Morningstar Unveils Equity 'Stewardship Grades'

February 7, 2005 (PLANSPONSOR.com) - Morningstar has unveiled an equity grading system to evaluate how often companies align their corporate concerns with shareholders' interests.

A Morningstar news release said Morningstar Stewardship Grades are designed to help individual investors evaluate a company’s financial transparency, shareholder friendliness, management incentives and ownership, as well as overall corporate stewardship of investors’ capital.

The announcement said that Morningstar analysts have assigned grades ranging from “A” (best) to “F” (worst) to 500 of the largest and most widely held stocks. Eventually, Morningstar analysts will assign grades to the more than 1,500 stocks.

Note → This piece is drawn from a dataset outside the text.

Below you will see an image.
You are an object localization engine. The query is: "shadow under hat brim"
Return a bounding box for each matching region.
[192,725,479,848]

The Morningstar Stewardship Grade for stocks follows the company’s launch last year of a new grading system for mutual funds designed to help individual investors identify funds that do a good job of aligning their interests with those of fund shareholders.

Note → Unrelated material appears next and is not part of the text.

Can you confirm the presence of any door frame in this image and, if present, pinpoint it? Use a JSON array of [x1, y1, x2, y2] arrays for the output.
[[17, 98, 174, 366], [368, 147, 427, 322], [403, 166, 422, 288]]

“Meaningful information about a company’s stewardship practices is very difficult for individual investors to find and interpret,” said Patrick Dorsey, director of stock analysis for Morningstar, in the announcement. “Too often, this kind of research is only available to large institutional investors. Our goal is to give individual investors direct access to the type of information that can help them identify management teams that put shareholders first.”

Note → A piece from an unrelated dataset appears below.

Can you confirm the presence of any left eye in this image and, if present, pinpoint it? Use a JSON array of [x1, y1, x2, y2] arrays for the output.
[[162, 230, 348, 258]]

Morningstar stock analysts base the Stewardship Grades on public filings, previous management actions, conversations with company officials and their own expertise. The grades address three broad categories:

  • a company’s accounting practices and financial disclosure, aiming to identify firms that provide investors with insufficient or potentially misleading information.
  • the power of shareholders relative to management, evaluating the firm’s share-class structure and assignment of CEO and board chair roles and noting the existence of any takeover defenses or related-party transactions.
  • whether management’s incentives are aligned with shareholders’ interests. Morningstar analysts penalize those firms that change management goals midstream, issue too many options, overcompensate executives, or have low levels of equity ownership.